И возбужденно потряс своими культями.
* * *
В банном пару, как в дымовой завесе, двигались неясные очертания голых мальчишеских тел. Стояли крик, хохот, визг, ругань... Плескалась вода, бренчали цинковые шайки, кто-то пел: «Утомленное солнце нежно с морем прощалось...»
Кацуба сидел в раздевалке мокрый и взъерошенный. На свободной лавке – стопки чистого белья и портянок. На маленькой тумбочке – ведомость на получение и невыливайка с ученической ручкой. Один из курсантов, голый по пояс, помог Кацубе пересчитать комплекты.
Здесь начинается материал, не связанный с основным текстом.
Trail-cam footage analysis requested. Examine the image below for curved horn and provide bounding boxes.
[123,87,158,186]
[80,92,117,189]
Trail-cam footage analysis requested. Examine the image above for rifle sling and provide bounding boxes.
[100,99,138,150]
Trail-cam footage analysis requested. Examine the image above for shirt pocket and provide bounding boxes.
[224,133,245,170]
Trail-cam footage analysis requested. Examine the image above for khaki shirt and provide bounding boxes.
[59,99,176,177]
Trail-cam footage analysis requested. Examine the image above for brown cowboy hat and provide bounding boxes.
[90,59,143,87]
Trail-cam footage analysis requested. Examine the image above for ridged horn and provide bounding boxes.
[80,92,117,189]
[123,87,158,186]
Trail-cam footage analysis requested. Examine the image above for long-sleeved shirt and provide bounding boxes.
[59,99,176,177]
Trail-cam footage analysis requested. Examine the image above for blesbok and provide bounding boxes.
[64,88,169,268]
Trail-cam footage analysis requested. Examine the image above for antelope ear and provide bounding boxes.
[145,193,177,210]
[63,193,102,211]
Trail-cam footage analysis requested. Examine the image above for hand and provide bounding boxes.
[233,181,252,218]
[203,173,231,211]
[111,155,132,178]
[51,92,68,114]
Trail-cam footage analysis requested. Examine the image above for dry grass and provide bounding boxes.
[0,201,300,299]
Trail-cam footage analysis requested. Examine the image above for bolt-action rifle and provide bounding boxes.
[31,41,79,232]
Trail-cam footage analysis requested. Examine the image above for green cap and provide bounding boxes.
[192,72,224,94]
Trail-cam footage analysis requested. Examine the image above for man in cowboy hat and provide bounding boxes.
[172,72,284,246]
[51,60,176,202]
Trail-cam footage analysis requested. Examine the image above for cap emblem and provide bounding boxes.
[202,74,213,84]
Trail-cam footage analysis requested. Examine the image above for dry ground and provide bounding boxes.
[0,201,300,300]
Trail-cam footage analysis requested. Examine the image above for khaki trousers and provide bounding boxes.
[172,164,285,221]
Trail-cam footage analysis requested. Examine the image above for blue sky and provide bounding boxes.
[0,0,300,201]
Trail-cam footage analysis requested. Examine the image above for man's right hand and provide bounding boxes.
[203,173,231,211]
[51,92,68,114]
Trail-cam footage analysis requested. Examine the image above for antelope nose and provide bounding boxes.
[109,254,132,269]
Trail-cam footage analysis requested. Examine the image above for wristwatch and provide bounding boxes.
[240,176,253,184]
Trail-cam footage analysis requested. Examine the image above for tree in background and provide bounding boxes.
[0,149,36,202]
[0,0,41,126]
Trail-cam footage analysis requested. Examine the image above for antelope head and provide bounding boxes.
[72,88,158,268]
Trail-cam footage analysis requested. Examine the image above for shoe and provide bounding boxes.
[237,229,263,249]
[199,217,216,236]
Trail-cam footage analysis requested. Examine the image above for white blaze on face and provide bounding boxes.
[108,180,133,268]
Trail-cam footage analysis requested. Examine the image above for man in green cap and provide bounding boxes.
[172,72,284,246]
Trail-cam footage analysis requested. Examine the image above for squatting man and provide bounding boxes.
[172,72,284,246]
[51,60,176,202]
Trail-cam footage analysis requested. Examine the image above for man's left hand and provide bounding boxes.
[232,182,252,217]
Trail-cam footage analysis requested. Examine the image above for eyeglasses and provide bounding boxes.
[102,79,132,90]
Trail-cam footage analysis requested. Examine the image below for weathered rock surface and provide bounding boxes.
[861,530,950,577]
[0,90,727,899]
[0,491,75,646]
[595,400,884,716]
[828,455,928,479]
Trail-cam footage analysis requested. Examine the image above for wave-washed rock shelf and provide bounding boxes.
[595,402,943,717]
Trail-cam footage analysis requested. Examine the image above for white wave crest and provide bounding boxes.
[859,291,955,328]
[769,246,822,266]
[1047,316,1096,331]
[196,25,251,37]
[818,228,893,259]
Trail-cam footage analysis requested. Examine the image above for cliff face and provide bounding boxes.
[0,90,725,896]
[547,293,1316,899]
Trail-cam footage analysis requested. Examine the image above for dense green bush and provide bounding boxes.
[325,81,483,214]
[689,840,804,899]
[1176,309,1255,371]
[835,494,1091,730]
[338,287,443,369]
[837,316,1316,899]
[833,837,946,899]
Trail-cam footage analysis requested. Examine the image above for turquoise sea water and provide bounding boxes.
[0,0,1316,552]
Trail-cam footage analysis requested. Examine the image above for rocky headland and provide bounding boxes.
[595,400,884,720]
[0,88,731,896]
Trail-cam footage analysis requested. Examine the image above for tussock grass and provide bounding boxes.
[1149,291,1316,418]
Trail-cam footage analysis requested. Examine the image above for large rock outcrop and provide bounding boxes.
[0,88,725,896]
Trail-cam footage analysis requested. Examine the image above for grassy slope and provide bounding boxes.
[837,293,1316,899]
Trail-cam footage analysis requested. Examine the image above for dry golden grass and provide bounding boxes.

А вокруг стояли сто пар сапог с накрученными на голенища портянками, лежали сто гимнастерок, сто галифе, сто пилоток, хозяева которых в эти минуты смывали с себя азиатскую пыль строевого плаца и десятидневную усталость классов учебно-летного отдела.
Из помывочного отделения вылетел голый мокрый курсант и заорал:
– Товарищ старшина! Там Сергееву плохо!
– Что такое? – рванулся Кацуба.
– Брякнулся на пол и дышит, дышит!!!
– На второй этаж, в медпункт! – приказал Кацуба своему помощнику. – Зовите врача, фельдшера... Кто там есть!
– Он так дышит, товарищ старшина! – в ужасе сказал голый.
– Это как раз неплохо... – И Кацуба влетел в парную. – Где?
– Товарищ старшина! Сюда!.. – раздался крик. Расталкивая голых мальчишек, Кацуба пробрался в парной мгле к лежащему Сергееву и подхватил его на руки.